These were the first words I hear someone yelling at me while I'm walking around the Atlanta airport trying to get my bearings.  It was the beginning of a life-altering week that is called "training camp".  It should also be known as "God wrecking your life in the best way possible" camp.

As with many of my fellow x-squad members, I find it difficult to adequetely not only describe my TC experience, but to get it out of my head and heart in a way that other people don't immediately think "hmm…this girl is crazy!"  Though on the real, I don't care if you think I am crazy.  Maybe I am, but the Lord has captured my life in a new, intense way, and I want to share that.

From the first moments of meeting my squad mates to the chaos that is leaving camp, God revealed many truths about Himself and about me that I thought and felt were unreal or unattainable.  I am His Daughter.  Repeat that: I am God's Daughter!

Never before have I experienced such an intense time of people intentionally and genuinely pouring into my life, including but not limited to our leaders, trainers, coaches, and fellow squad mates.  I am beyond blessed and truly honored to have met these people, and though God can do what He wants, last week would have been very different if I was surrounded by a different set of people.

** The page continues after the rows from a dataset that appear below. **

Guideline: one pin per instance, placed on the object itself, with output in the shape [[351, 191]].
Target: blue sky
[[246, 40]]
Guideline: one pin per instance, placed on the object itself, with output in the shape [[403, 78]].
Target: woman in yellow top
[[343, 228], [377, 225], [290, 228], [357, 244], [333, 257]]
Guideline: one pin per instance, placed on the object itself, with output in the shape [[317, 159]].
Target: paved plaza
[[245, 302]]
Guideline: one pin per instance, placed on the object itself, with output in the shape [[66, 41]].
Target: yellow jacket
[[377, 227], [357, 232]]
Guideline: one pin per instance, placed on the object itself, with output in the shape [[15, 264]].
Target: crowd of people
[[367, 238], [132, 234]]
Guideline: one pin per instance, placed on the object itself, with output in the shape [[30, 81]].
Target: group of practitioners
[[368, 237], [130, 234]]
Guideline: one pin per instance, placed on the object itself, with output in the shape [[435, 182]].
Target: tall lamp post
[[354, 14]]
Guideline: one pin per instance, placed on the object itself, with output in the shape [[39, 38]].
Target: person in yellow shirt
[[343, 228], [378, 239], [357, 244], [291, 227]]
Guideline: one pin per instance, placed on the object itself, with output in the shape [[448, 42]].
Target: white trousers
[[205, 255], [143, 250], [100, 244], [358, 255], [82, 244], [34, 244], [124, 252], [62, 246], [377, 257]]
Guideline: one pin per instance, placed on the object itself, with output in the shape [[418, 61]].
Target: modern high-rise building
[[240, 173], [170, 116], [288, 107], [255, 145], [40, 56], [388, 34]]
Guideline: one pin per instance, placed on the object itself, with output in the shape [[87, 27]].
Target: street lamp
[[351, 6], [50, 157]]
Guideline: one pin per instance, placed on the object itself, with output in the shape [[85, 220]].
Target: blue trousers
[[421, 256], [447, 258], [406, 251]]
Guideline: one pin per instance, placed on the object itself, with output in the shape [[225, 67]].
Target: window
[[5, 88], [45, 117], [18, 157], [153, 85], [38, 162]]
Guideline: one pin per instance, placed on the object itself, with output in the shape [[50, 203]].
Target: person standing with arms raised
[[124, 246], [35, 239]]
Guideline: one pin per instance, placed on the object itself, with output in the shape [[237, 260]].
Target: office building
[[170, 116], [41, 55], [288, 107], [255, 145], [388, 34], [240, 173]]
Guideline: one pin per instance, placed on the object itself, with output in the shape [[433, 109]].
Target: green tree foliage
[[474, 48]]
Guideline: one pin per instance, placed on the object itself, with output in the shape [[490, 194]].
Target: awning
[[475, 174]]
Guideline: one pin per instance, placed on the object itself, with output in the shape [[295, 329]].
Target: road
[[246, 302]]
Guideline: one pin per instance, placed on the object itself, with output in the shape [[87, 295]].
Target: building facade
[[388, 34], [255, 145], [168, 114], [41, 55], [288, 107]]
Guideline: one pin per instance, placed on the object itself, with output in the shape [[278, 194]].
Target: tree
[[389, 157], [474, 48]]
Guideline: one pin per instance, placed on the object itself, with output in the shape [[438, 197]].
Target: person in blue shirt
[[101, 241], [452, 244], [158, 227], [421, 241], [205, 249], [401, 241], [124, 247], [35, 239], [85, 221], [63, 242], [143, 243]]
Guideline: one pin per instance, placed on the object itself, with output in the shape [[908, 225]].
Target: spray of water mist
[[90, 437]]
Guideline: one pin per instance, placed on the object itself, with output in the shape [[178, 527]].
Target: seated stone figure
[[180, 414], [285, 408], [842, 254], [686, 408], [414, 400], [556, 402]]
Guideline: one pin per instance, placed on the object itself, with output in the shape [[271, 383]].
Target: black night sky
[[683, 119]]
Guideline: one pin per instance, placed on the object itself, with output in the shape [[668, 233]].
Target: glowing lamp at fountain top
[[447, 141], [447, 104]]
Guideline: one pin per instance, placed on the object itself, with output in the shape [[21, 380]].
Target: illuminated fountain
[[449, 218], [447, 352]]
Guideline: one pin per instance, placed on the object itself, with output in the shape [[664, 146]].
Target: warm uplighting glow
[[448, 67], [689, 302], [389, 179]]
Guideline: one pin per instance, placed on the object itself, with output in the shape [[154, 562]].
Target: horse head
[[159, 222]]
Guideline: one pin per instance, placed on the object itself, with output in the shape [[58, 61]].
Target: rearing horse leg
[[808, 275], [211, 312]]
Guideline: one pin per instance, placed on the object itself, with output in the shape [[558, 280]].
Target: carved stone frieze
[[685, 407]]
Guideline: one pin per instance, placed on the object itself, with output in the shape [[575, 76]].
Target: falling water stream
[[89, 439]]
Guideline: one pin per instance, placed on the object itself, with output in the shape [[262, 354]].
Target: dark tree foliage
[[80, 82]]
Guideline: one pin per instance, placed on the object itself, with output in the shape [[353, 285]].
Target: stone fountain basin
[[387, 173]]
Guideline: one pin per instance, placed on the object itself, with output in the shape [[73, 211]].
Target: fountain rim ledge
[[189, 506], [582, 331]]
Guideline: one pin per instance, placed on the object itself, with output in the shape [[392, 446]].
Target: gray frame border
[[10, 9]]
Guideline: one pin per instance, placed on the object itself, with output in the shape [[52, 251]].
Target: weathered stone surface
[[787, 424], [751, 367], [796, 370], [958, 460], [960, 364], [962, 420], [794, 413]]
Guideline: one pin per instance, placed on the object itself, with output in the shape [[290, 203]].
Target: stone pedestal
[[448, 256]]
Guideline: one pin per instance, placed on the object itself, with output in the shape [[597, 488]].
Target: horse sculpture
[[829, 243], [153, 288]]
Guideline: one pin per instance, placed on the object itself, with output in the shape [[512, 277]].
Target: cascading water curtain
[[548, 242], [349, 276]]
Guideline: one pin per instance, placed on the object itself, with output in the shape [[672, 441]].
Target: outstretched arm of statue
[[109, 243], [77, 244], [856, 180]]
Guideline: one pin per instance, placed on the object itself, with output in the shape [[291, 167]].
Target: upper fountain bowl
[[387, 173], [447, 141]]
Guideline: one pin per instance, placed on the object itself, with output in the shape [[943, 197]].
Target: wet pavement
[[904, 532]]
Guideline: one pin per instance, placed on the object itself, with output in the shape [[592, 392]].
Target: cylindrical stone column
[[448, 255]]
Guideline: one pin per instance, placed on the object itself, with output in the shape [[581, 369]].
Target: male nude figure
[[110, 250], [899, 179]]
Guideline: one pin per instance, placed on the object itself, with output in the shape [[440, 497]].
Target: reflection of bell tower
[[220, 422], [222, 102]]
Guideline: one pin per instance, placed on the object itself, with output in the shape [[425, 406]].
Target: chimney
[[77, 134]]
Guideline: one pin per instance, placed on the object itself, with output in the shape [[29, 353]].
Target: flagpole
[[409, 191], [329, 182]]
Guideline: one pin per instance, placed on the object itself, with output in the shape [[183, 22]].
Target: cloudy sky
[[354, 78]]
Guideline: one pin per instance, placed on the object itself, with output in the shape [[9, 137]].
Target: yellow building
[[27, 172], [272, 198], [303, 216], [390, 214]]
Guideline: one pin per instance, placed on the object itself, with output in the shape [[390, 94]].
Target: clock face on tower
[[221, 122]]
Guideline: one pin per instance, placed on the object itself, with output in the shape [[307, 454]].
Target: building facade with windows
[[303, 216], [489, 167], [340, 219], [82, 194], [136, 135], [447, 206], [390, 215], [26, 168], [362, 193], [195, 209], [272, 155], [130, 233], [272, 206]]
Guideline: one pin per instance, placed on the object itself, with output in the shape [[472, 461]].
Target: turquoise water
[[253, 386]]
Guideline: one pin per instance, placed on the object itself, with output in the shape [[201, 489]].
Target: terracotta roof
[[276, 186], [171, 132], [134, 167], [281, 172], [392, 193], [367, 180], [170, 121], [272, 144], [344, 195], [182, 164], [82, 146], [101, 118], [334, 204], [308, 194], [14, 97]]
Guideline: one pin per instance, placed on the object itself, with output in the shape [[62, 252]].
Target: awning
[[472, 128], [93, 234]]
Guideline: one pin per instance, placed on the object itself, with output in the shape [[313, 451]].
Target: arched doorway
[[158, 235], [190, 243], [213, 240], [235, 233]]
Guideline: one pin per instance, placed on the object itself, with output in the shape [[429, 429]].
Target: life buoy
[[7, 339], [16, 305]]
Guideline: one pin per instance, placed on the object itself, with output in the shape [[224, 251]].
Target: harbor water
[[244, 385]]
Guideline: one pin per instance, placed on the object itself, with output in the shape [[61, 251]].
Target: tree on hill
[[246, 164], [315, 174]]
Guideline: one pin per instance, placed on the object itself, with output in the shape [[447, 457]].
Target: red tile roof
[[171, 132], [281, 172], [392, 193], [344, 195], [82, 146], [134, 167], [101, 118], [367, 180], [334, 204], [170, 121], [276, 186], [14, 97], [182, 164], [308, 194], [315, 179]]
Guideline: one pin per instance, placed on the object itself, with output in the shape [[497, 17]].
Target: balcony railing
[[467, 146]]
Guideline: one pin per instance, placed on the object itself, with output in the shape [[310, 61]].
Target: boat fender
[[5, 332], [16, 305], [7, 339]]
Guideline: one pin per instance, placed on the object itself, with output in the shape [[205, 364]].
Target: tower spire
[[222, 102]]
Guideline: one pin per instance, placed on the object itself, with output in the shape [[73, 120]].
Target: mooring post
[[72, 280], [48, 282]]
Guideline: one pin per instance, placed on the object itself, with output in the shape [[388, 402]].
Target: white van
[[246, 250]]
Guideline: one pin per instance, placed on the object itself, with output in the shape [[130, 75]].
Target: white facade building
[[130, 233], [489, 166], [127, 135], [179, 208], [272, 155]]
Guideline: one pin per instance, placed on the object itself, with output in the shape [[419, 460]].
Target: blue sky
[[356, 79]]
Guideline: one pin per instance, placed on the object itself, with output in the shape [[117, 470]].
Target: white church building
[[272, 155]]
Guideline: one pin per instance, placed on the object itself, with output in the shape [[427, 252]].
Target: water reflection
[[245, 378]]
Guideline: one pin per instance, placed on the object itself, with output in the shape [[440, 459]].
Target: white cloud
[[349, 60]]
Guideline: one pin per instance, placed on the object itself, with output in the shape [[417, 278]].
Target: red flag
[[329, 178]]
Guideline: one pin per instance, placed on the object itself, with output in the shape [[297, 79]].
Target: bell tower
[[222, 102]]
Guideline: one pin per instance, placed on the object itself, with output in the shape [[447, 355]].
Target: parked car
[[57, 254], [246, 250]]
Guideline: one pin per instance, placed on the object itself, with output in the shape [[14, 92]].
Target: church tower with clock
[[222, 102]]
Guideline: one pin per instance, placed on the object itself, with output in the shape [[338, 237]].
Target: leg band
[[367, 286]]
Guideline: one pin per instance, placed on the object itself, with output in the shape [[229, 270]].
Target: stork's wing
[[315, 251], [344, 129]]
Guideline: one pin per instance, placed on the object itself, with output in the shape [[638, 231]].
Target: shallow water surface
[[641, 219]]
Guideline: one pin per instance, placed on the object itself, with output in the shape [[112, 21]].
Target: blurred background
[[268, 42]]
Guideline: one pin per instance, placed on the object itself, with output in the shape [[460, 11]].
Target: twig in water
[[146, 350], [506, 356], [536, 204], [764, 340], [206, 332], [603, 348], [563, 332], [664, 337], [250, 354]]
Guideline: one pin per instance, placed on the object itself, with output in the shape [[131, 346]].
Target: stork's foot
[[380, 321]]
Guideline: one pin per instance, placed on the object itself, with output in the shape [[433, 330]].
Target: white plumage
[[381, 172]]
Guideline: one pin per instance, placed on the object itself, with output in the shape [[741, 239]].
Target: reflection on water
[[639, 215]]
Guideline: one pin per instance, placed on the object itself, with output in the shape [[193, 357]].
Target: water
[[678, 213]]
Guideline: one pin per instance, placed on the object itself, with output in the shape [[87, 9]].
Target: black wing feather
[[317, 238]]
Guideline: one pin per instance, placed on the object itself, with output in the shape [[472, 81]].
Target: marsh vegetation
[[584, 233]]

God taught me about healing, grieving, worship, and being empowered by the Holy Spirit.  Last week the Holy Spirit became real to me.  It blows my mind now that I wasn't actively in relationship with the Holy Spirit in addition to Jesus and God.

I am pumped and so very excited to go.  My God is bigger than anything that is coming my way or that I may be apprehensive about.  What I am striving for daily is to let the control of my thoughts and actions be not mine but His.

I am also trusting in His provision.  I'm not fully funded, but I'm trusting in Him.  Please, consider supporting me financially on this journey.  You can do that here.

What I desire most for anyone reading my thoughts is for you to talk to the Lord asking Him to make me see Him in the next year of my life.  That I would be ever willing to be moved by Him to reach people for His kingdom.